New-home prices gained 1 percent from the previous month, according to Bloomberg calculations based on data released by the National Bureau of Statistics on Saturday. That compared with a 1.5 percent increase in August.
The Chinese government is likely to keep a tight grip on the property market at least until next year, despite a shift in policy focus from deleveraging to supporting slower growth under rising trade tensions, according to economists including Capital Economics. Officials are seeking to avert a resurgence in buying frenzies as they step up efforts to increase credit supply.
“A market correction has started, as sales have undoubtedly cooled,” Yang Kewei, Shanghai-based research director at China Real Estate Information Corp., said before the release. “A bottleneck in residential purchasing power has been seen in some cities, especially those in second tiers.”
Signs of a home-market slowdown emerged last month under the Chinese government’s protracted housing curbs. Builders offered hefty discounts to speed sales, while a growing number of land parcels went unsold.
The biggest month-on-month price increase in September was a 6.2 percent gain in Xi’an, the data for 70 cities show. In Beijing, where more tightening was announced last month, values remained unchanged. In Shanghai, prices declined by 0.1 percent.

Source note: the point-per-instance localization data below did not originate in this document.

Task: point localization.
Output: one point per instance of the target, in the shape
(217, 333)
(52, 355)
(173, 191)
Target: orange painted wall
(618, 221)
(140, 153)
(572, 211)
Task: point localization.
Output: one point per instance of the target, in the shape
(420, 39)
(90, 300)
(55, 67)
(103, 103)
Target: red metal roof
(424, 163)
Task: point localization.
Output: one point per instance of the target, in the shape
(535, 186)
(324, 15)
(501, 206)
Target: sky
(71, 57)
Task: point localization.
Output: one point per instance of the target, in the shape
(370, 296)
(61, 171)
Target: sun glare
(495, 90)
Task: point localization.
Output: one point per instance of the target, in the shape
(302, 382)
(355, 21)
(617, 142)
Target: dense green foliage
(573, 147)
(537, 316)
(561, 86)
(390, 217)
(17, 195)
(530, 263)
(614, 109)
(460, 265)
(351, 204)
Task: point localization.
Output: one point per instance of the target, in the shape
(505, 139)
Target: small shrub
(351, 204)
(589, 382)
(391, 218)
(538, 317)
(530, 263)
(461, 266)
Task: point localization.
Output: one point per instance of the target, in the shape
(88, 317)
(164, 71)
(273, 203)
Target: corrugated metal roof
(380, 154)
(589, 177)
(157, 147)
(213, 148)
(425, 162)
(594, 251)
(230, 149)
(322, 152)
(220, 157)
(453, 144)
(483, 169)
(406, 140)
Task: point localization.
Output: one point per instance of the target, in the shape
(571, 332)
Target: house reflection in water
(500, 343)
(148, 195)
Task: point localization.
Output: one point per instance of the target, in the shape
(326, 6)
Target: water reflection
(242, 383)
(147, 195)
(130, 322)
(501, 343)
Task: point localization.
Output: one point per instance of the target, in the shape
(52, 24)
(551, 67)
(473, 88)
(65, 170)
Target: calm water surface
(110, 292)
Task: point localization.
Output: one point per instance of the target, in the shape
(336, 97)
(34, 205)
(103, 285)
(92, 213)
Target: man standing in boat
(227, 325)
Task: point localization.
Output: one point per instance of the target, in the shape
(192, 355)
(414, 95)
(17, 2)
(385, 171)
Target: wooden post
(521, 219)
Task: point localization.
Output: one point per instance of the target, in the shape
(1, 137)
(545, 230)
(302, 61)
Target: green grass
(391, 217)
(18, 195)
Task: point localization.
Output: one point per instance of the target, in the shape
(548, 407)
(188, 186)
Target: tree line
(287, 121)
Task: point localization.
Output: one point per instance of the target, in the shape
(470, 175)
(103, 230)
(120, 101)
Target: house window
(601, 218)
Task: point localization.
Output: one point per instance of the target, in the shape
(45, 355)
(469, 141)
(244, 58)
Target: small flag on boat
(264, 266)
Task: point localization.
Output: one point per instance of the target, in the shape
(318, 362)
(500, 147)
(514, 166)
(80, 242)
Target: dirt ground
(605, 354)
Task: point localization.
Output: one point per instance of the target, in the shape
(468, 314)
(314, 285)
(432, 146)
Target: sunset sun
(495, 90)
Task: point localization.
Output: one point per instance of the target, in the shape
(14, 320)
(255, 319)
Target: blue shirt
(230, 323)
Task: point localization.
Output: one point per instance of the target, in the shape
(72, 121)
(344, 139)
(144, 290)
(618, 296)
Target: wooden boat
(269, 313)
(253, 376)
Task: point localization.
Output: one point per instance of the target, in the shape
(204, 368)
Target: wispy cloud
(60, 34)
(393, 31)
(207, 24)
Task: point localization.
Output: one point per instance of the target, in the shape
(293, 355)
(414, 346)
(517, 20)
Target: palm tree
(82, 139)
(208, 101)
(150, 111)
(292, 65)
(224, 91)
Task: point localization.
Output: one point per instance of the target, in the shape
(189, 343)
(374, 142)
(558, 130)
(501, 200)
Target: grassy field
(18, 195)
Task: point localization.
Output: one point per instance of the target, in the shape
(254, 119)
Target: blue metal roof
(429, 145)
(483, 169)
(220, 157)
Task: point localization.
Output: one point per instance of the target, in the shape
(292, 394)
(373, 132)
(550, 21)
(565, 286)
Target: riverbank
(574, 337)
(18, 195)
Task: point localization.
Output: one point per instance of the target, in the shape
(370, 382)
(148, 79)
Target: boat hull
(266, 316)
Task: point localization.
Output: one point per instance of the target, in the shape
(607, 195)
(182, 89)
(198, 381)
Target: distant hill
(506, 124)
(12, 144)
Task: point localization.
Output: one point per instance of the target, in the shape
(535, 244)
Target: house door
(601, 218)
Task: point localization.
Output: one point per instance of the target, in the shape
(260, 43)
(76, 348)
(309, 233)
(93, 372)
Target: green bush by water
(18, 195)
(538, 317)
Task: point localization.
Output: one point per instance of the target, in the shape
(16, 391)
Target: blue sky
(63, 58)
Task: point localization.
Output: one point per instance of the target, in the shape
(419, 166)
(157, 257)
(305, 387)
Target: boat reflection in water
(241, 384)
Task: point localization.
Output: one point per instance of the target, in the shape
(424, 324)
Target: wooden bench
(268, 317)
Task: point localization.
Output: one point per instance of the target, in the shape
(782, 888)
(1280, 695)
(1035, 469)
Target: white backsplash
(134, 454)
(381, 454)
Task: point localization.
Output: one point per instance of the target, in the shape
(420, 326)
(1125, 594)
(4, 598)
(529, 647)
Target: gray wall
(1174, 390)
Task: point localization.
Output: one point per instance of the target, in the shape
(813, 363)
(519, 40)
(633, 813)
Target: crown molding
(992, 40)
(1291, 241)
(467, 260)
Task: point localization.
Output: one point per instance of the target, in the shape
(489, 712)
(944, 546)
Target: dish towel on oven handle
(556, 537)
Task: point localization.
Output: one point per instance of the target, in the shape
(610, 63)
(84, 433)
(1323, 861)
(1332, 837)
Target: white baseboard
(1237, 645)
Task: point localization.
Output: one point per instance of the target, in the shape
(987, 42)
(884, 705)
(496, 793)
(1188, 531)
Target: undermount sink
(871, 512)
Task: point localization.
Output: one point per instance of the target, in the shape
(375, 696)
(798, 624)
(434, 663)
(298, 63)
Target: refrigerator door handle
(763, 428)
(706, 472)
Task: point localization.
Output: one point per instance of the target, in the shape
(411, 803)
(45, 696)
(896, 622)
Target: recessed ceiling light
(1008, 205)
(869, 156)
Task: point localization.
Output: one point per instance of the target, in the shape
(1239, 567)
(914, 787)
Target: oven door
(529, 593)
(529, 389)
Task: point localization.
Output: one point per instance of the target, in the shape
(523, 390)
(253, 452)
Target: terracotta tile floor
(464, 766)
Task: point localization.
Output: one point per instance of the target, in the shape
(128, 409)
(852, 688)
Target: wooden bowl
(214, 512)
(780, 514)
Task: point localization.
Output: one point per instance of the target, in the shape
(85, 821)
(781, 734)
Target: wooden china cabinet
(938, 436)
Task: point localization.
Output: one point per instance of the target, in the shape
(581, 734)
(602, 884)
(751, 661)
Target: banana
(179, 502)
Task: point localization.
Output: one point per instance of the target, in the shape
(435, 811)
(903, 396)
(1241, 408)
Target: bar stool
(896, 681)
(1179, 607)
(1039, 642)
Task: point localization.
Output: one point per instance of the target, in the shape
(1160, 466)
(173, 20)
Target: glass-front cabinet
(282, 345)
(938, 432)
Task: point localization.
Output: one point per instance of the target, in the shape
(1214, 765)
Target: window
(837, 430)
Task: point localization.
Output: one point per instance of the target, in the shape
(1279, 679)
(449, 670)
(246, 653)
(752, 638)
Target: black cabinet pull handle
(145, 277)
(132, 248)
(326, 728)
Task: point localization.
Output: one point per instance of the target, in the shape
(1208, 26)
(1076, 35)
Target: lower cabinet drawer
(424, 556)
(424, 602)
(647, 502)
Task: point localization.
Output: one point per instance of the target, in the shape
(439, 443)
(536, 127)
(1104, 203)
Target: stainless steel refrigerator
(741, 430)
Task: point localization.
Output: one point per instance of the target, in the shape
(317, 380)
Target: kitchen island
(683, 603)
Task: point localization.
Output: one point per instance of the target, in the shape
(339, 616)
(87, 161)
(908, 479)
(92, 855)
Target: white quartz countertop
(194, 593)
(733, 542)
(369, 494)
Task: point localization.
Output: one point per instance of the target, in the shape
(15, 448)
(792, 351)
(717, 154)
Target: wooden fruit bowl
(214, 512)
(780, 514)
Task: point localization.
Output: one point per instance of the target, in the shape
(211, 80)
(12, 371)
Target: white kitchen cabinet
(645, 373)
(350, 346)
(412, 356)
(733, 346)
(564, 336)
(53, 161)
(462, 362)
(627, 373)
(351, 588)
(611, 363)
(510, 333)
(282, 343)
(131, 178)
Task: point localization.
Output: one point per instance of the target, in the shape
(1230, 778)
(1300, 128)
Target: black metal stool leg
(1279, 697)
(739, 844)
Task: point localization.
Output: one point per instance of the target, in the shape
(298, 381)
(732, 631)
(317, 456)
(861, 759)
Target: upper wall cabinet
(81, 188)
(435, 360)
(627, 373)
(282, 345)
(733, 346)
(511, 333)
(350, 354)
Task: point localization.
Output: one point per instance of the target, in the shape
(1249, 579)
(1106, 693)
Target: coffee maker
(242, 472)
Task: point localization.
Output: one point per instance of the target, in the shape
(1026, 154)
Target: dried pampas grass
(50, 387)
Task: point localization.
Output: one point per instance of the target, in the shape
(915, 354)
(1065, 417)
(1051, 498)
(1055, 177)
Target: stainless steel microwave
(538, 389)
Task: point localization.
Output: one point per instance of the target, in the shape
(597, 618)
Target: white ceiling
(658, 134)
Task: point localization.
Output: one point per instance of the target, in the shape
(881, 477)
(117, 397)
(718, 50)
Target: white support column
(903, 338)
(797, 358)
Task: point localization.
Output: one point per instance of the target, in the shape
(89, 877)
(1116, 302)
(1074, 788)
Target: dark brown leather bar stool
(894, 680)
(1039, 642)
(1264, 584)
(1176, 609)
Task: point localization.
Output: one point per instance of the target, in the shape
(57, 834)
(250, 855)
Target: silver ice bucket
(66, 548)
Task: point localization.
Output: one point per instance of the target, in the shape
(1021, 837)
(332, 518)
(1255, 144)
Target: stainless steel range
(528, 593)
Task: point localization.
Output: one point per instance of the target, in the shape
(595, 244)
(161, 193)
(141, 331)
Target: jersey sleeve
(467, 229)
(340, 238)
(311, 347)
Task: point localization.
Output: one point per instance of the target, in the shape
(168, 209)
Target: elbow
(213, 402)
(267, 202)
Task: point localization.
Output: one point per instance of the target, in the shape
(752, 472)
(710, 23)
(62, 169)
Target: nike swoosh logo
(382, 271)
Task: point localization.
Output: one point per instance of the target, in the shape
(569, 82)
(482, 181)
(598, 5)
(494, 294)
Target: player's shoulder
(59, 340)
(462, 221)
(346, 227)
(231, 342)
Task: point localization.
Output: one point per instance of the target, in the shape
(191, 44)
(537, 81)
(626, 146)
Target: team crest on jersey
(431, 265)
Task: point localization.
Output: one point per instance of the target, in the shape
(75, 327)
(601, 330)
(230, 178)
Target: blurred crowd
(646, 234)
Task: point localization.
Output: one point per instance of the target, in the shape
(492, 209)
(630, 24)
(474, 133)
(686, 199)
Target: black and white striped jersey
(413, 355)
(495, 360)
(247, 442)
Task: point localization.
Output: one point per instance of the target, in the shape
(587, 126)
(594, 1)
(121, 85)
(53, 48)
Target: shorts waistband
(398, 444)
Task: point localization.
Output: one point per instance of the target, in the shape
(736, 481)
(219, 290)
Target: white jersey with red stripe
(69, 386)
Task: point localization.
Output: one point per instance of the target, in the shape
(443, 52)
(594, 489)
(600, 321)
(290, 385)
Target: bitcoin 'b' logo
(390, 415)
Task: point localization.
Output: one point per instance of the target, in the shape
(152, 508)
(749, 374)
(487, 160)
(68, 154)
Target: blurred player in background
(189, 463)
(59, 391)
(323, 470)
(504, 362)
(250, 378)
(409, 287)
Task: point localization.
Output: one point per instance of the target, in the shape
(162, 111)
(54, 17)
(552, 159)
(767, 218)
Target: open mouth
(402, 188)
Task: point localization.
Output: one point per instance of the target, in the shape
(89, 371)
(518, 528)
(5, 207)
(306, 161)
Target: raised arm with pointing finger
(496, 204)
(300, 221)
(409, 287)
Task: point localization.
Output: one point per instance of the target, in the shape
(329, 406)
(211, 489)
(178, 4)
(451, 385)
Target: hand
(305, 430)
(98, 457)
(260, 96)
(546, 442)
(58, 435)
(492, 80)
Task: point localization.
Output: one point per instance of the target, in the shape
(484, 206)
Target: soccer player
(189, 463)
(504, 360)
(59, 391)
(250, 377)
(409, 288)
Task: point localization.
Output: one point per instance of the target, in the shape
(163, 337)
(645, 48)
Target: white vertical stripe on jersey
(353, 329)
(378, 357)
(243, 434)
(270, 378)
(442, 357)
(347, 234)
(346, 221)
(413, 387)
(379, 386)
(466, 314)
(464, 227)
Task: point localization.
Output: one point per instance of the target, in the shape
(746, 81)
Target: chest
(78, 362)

China’s developers, already weighed down by a financing squeeze, face another potential blow in their biggest funding channel after a report last month that a local authority is considering ending the practice of selling apartments before they’re finished.
Builders are the gloomiest in eight years as buyer demand wanes. Over the so-called Golden Week holiday, typically a buoyant period for home sale, only about half of properties offered ended up sold, a marked slowdown from two months earlier, CRIC analysts led by Yang wrote in a Tuesday report.